The same travel ban, along with asset freezes, should immediately be slapped on other Iranian officials, starting with President Mahmoud Ahmadinejad and all the other figures who bear command responsibility for human-rights violations. Obvious candidates include Iranian "Supreme Leader" Ayatollah Ali Khamenei; Saeed Jalili, the secretary of Iran's Supreme National Security Council; and their gaggle of policy advisors.
The EU should not stop at the top brass—for every order given at the top to fire on protesters, torture prisoners, coerce confessions, issue harsh sentences and otherwise intimidate, violate and abuse innocents, an army of enforcers carries out the deed. So the EU should next name hundreds of Iranian officials at various levels of authority: Basij and Revolutionary Guards local commanders, judges in political trials, prison wardens, and their mid-level bosses in Iran's ministries of Intelligence, Interior and Justice, for a start. These officials should also be barred from travelling, and their assets frozen. International arrest warrants should be contemplated against them for crimes against their own people. And diplomatic immunity—which the U.K. has now lifted for Gadhafi—should be similarly denied to all top Iranian officials.
The EU should immediately recall all its member states' ambassadors who are still in Tehran, and refuse to return them until Messrs. Mousavi and Karroubi are released. The same applies to other Western countries, such as Australia, Canada, Japan, Norway, South Korea and Switzerland, who enjoy full diplomatic relations with Iran.
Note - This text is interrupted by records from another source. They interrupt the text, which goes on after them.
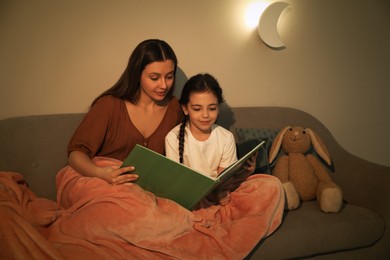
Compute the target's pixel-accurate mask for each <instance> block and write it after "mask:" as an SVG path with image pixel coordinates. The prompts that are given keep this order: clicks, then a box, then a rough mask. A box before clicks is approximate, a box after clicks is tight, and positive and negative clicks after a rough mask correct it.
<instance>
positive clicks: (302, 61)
mask: <svg viewBox="0 0 390 260" xmlns="http://www.w3.org/2000/svg"><path fill="white" fill-rule="evenodd" d="M255 2H259V1H251V0H197V1H185V0H168V1H162V0H161V1H158V0H142V1H136V0H133V1H131V0H128V1H120V0H115V1H103V0H90V1H88V0H80V1H77V0H70V1H55V0H35V1H30V0H16V1H14V0H1V1H0V37H1V41H0V118H7V117H11V116H20V115H30V114H54V113H69V112H84V111H86V109H87V107H88V105H89V104H90V102H91V101H92V99H93V98H94V97H95V96H96V95H98V94H99V93H100V92H102V91H103V90H105V89H106V88H108V87H109V86H110V85H112V84H113V83H114V82H115V81H116V80H117V78H118V77H119V76H120V74H121V73H122V71H123V69H124V67H125V65H126V62H127V59H128V56H129V54H130V52H131V50H132V49H133V48H134V47H135V45H136V44H137V43H138V42H140V41H142V40H144V39H146V38H161V39H164V40H166V41H167V42H169V43H170V44H171V45H172V47H173V48H174V49H175V51H176V53H177V55H178V57H179V65H180V68H181V69H182V70H183V71H184V73H185V74H186V75H187V76H191V75H193V74H195V73H198V72H210V73H212V74H214V75H215V76H216V77H217V78H218V80H219V81H220V83H221V85H222V86H223V88H224V90H225V97H226V99H227V101H228V104H229V105H230V106H289V107H294V108H298V109H302V110H304V111H306V112H309V113H311V114H312V115H314V116H316V117H317V118H318V119H320V120H321V121H322V122H323V123H324V124H325V125H326V126H327V127H328V128H329V130H330V131H331V132H332V133H333V134H334V136H335V137H336V139H337V140H338V141H339V142H340V143H341V144H342V145H343V146H344V147H345V148H346V149H347V150H349V151H350V152H351V153H353V154H355V155H358V156H360V157H363V158H365V159H367V160H370V161H374V162H377V163H380V164H385V165H390V155H389V147H390V138H388V134H389V133H390V122H389V119H388V118H389V114H390V112H389V111H390V102H389V98H390V95H389V94H390V90H389V87H390V80H389V79H390V77H389V74H390V70H389V68H390V54H389V53H390V51H389V46H390V30H389V27H390V5H389V1H387V0H343V1H336V0H330V1H329V0H297V1H292V0H290V1H287V0H286V2H288V3H290V6H289V8H288V9H286V10H285V12H284V13H283V16H282V19H281V20H280V26H281V27H280V33H281V38H282V40H283V41H284V42H285V44H286V47H287V48H286V49H284V50H279V51H275V50H272V49H270V48H268V47H266V46H265V45H264V44H263V43H262V42H261V40H260V39H259V37H258V36H257V35H256V31H255V30H254V29H252V30H249V29H247V28H246V27H245V24H244V18H245V17H244V16H245V10H246V8H247V6H248V5H249V4H251V3H255Z"/></svg>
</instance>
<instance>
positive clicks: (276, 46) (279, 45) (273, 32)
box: [257, 2, 289, 49]
mask: <svg viewBox="0 0 390 260" xmlns="http://www.w3.org/2000/svg"><path fill="white" fill-rule="evenodd" d="M288 5H289V4H287V3H285V2H275V3H272V4H270V5H269V6H268V7H266V8H265V9H264V11H263V13H262V14H261V15H260V19H259V25H258V27H257V31H258V33H259V36H260V38H261V40H262V41H263V42H264V43H265V44H266V45H268V46H269V47H271V48H275V49H280V48H282V47H284V43H283V42H282V41H281V40H280V37H279V32H278V26H277V25H278V21H279V17H280V15H281V14H282V12H283V10H284V9H285V8H286V7H287V6H288Z"/></svg>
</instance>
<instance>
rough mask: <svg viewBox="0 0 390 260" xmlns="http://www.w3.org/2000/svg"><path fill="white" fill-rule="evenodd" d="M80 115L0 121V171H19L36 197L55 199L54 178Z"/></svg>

The EU, along with other Western democracies, should also move to undermine Iran's standing in international forums. The farce of Libya sitting as a full member of the U.N.'s Human Rights Council finally came to an end this week, but an equally absurd spectacle continues with Iran's membership in the U.N. Commission on the Status of Women. May it come to an abrupt end.
Beyond that, the West needs to invest in helping the Iranian opposition. The country's battered democrats desperately need free information, which the West can provide through boosting its Farsi-language radio and television broadcasts inside Iran. They also need the communication technology to bypass government strictures and keep them safe from Tehran's digital monitors, which the West could help provide with licenses to export the relevant machinery and transfer it to the right people inside Iran. Finally, Iran's dissidents need a safety net in the West for those who manage to escape; political asylum should be offered to those who flee Iran.
International sanctions are no substitute for the courage the Iranian people need to confront their tyrants. But sanctions would offer them some succor, and would finally extract a price for the drunken orgy of violence that has gone on in Iran for far too long.